A distinctive aspect of OPC jobs is their 2-step process: an initial primary job runs on a single host, followed by a secondary worker job that distributes workloads across multiple hosts. To guarantee resource availability within a cluster for both primary and worker jobs, we utilize a polling method to determine the necessary resources. We then establish advanced reservations through LSF before submitting the primary job to the LSF queue. This LSF setup enabled us to demonstrate large-scale OPC production with Synopsys Proteus across multiple LSF queues, utilizing up to 19,800 physical cores for a single job and up to 26,600 cores simultaneously across multiple jobs.
IBM demonstrated an optimized Cloud infrastructure for OPC and Lithography Rule Check (LRC) workloads, achieving near-linear performance scaling on the main compute portion of the OPC workloads using up to 19,800 physical cores per job for a 2nm technology node EUV active area layout using LSF and Synopsys Proteus on IBM Cloud. The layout is 81.8 mm2 in area. The remote cluster was built across 3 Availability Zones (AZs). We do observe deviation from linear scaling above 15,000 cores, likely due to network and file system latency, especially for the cross-AZ compute nodes. While OPC workloads involve iteratively optimizing mask shapes to produce the best imaging quality on wafer, LRC workloads verify that the final wafer imaging results pass a set of pre-defined rules to qualify the mask for manufacturing. LRC using Synopsys Proteus (PLRC) exhibits different scaling behavior from OPC and was optimized to minimize library loading and file removal overhead in the main compute segment of the workload. Further optimization is underway to achieve linear scaling for both OPC and PLRC with 20,000 cores and beyond.
IBM and Synopsys share a vision for a Cloud-native future using Kubernetes, allowing integration with modern AI platforms like Red Hat OpenShift AI. Kubernetes offers advantages over traditional HPC schedulers in managing large-scale infrastructure -- potentially hundreds of thousands of nodes. Although still in the early stages of research, Kubernetes native HPC is expected to gain strong support in the long term.[2]
Using Kubernetes on IBM Cloud, OPC and PLRC workloads were scaled to 21,000 physical cores per job for the same 2nm technology node EUV active area layout. While the scalability may not be as optimal as the LSF cluster, we are confident that further tuning and optimization of the Kubernetes overlay network can achieve a more linear scaling curve with an increased number of cores.

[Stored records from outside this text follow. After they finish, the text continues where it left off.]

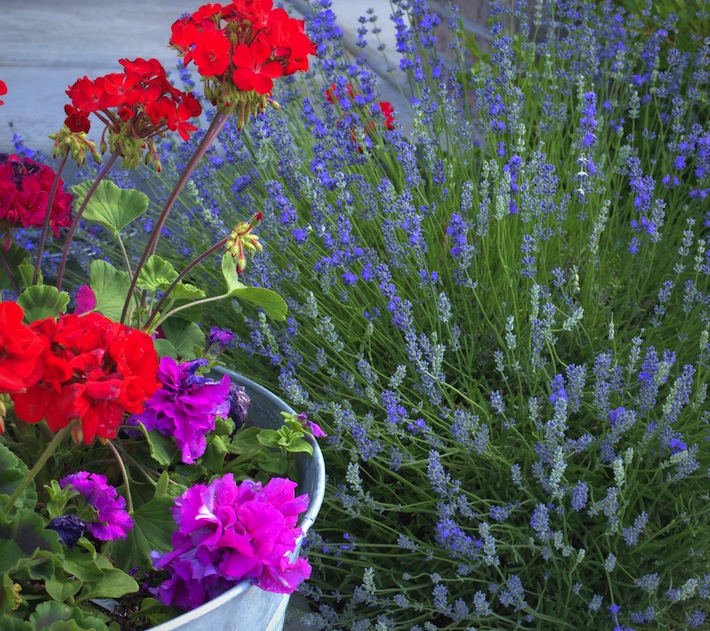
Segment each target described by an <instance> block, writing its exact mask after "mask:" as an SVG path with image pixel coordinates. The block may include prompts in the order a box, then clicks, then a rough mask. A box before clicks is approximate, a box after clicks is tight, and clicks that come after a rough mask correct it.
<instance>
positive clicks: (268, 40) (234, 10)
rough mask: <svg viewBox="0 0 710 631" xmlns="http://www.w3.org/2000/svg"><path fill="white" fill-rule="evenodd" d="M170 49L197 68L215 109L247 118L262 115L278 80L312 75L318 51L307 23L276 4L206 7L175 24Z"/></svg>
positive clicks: (178, 20) (238, 1)
mask: <svg viewBox="0 0 710 631" xmlns="http://www.w3.org/2000/svg"><path fill="white" fill-rule="evenodd" d="M170 45H171V46H173V47H174V48H176V49H177V50H178V51H179V52H180V54H181V55H182V56H183V62H184V63H185V65H187V64H188V63H190V62H191V61H194V62H195V64H196V66H197V70H198V72H199V73H200V74H201V75H202V77H203V80H204V81H205V95H206V96H207V97H208V98H209V99H210V100H211V101H212V103H214V104H215V105H217V104H219V105H221V106H225V107H226V106H229V105H233V104H234V103H236V102H238V103H240V104H241V106H240V107H241V112H242V114H241V115H242V117H245V118H248V116H249V115H250V114H252V113H255V112H258V111H262V110H263V108H264V107H265V103H266V101H265V99H264V98H263V95H269V94H270V92H271V90H272V88H273V79H275V78H277V77H281V76H286V75H290V74H293V73H294V72H297V71H300V70H306V69H308V55H313V54H315V50H316V49H315V46H314V44H313V43H312V42H311V40H310V39H309V38H308V35H306V32H305V28H304V23H303V20H295V19H293V18H290V17H289V16H288V14H287V13H286V11H284V10H283V9H273V2H272V0H235V1H234V2H232V3H231V4H228V5H224V6H222V5H214V4H208V5H205V6H203V7H201V8H200V9H198V10H197V11H196V12H195V13H193V14H192V15H188V16H185V17H183V18H181V19H180V20H178V21H177V22H175V23H174V24H173V28H172V37H171V39H170ZM245 93H246V94H248V93H252V94H251V95H249V96H245Z"/></svg>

The collaboration between IBM and Synopsys is a testament to the power of Cloud computing in handling highly parallelizable and compute-intensive tasks like OPC. By pushing the limits of scalability, they are paving the way for future innovations in semiconductor manufacturing, leveraging the dynamic and scalable capabilities of Cloud infrastructure.
References
[1] https://www.ibm.com/blog/ibm-and-synopsys-demonstrate-euv-opc-workload-runs-11000-cores-on-the-hybrid-cloud/
[2] https://thenewstack.io/kubernetes-evolution-from-microservices-to-batch-processing-powerhouse/